She went close to him. “Yes, you will, Dad,” she said gently. “Because it’s what you’d do, in my place, and you know it.” Her eyes darkened. “I love Mallory Kirk. He may be gullible, and he may be a terror of a man, but I can’t let him die and not try to save him.”
King drew in a long breath. “I guess you can’t.”
She pulled off her engagement ring and put it in his hand. “Please give that back to Daryl and tell him I did find somebody better, but only because it’s a man I love. He’ll understand.”
“He will,” King agreed. “I’ll have them fuel the jet.”
“Thanks.”
He kissed her forehead. “Don’t get killed.” He wasn’t teasing.
“I won’t. I promise.” She hugged him and her brother and then her mother.
“I could go with you,” Cort volunteered.
“They don’t need any more troublemakers than they’ve already got up there,” King mused, shaking his head at his son. “You’re too much like me. You’d just put everybody’s back up.”
Cort shrugged, but he didn’t dispute the assessment. He tugged at Morie’s long black hair. “Be safe.”
She nodded. “I will be. I promise.”
SHE PHONEDTANK FROMthe airport. He and Cane both came to get her. But when she explained what she wanted to do, they were adamantly against it.

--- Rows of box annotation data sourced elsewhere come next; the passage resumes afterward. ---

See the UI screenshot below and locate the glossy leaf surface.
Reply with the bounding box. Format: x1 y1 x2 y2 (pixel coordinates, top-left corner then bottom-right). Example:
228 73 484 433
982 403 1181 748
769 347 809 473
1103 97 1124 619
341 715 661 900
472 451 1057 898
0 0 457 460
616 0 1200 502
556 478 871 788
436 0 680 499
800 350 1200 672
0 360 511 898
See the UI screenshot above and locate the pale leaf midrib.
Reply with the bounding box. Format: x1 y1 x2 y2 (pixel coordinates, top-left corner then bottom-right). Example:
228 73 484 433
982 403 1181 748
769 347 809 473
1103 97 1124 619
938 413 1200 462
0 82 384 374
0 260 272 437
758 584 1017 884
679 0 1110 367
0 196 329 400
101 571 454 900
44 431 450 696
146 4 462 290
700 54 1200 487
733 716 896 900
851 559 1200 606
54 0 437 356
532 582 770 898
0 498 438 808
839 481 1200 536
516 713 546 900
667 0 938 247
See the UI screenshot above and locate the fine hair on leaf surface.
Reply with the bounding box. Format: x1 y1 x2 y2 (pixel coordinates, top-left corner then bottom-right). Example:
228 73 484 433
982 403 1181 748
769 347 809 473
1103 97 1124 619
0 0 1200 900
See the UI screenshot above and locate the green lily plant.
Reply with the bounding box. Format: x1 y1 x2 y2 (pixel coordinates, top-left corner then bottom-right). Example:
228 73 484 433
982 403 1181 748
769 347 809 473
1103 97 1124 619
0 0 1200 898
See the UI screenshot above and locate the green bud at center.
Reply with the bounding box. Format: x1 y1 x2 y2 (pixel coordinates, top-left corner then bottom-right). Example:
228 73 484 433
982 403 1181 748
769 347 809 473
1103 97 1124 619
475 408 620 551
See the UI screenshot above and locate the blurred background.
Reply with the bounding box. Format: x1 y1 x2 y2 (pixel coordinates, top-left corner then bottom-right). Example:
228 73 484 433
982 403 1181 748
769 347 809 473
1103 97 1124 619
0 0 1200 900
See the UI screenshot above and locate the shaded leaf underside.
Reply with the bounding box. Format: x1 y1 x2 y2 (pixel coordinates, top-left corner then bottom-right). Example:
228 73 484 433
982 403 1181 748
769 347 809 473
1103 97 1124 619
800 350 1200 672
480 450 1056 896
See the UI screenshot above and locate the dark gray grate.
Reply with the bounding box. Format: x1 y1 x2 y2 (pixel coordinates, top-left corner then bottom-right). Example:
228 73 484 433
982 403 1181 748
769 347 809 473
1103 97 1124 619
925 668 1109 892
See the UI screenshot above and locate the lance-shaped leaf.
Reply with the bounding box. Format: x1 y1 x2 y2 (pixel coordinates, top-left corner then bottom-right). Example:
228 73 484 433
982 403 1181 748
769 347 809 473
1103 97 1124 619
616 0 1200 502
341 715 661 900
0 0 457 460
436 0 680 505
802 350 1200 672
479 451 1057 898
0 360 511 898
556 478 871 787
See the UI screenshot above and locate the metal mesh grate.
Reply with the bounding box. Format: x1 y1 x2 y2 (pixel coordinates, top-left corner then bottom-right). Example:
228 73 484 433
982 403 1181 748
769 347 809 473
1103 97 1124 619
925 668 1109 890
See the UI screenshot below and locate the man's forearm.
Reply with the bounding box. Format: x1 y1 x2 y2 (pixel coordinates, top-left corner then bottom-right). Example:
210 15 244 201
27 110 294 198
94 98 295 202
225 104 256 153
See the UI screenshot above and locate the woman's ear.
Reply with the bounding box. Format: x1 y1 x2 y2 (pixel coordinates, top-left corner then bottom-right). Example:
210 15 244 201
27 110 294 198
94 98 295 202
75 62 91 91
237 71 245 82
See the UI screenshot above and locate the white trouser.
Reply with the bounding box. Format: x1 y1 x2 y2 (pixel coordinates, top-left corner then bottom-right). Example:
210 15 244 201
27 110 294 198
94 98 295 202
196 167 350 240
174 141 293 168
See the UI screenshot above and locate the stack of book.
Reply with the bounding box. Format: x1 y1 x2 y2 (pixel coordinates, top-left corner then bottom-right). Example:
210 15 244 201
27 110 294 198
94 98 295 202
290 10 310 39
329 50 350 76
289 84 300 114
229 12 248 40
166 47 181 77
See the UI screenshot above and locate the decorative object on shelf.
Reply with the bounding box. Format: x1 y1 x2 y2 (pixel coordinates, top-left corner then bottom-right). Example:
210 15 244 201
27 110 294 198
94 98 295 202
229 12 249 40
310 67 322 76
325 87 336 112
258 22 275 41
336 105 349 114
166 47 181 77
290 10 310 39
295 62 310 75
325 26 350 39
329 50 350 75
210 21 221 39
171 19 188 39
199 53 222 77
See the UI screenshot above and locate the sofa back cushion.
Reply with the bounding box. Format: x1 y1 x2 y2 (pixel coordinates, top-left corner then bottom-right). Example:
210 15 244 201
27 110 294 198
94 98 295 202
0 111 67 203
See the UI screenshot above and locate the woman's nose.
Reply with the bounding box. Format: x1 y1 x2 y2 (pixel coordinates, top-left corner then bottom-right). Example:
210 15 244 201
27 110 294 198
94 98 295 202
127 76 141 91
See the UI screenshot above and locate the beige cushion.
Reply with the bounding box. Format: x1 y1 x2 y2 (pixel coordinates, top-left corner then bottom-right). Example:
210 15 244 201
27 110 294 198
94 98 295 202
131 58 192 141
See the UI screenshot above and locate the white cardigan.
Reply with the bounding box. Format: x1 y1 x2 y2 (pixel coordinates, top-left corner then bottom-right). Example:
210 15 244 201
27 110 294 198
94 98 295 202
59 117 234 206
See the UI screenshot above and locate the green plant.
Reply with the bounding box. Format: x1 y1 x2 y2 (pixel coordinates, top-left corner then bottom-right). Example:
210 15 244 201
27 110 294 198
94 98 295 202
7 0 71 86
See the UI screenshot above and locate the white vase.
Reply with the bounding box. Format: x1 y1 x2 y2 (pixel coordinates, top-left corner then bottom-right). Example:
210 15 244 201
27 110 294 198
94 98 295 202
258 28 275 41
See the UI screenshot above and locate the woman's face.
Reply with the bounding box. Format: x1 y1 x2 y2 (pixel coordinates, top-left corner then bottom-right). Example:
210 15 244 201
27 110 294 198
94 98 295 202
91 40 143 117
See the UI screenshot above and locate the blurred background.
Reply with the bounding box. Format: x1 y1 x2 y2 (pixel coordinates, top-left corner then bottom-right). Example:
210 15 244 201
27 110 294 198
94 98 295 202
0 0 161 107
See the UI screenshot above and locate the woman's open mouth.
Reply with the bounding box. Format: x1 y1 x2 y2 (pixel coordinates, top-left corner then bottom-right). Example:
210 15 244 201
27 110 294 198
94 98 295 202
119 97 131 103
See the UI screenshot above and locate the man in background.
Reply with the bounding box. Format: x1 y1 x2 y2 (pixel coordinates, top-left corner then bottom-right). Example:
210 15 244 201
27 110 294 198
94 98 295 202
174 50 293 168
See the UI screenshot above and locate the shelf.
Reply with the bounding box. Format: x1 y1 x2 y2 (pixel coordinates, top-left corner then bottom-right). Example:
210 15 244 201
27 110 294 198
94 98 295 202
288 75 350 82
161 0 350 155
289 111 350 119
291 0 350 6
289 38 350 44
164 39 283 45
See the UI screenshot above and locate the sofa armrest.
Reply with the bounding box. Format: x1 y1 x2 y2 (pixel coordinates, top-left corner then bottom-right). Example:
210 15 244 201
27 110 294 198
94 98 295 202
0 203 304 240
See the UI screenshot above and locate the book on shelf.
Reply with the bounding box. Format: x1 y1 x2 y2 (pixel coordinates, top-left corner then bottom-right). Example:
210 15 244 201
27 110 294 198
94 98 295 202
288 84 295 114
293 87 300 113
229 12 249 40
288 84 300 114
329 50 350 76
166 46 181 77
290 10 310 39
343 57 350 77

“He’d listen to me if he’d listen to anybody,” Tank argued. He was gaunt, like Cane. It had been a rough couple of days since Mallory went riding fence out near the old line cabin and didn’t return. Joe Bascomb had phoned a few hours later and told them that he had Mallory and he was going to kill him for messing up his financial coup. Tank had pleaded with his friend, but Joe said he had nothing to lose and he wasn’t talking to them again. He hung up.
“Mal may already be dead,” Tank said heavily. “We have no way of knowing.”
“I don’t think he is,” she said, without explaining why she thought that. She knew inside herself, knew certainly, that Mallory was still alive. She knew it.
“You don’t even know how to find Joe, if we were to agree to let you try,” Cane argued.
“I do know,” she said. “I’ll go to the line cabin and wait for him. He’ll come. He watches it.”
They frowned.
“That’s where he took Mal from,” Cane recalled. “We saw signs of a struggle.”
“Why the cabin?” Tank wondered.
She gave them a droll look. “It’s provisioned, isn’t it? There’s even a bed. And nobody stays out there except when there’s a need. Where do you think he’s been living all this time, in a cave?”
“You might have voiced that suspicion earlier,” Tank muttered.
“I was having a little problem with credibility around here at the time,” she said drily.
They looked upset.
“I know you two believed I was innocent,” she said. “Thanks.”
Cane studied her curiously. “Mallory said you sparkled like a jewel at your family ranch. Kingston Brannt’s daughter, riding fence lines.” He shook his head. “We could hardly believe it.”
“Dad wouldn’t let me near the cattle,” she said, beaming inside at their description of what Mallory had said about her. “Neither would my brother. And I was being forcefully courted for my father’s money. I needed a break.”
“Mallory’s been kicking himself ever since he got home,” Tank told her. “He thinks he’s too ugly to appeal to a woman for himself, so all they want is his money.”
“He’s not ugly. Stupid, yes,” she muttered. “Idiotic. Distrustful. Bad-tempered…!”
“We know all that,” Cane acknowledged. “But we love him.”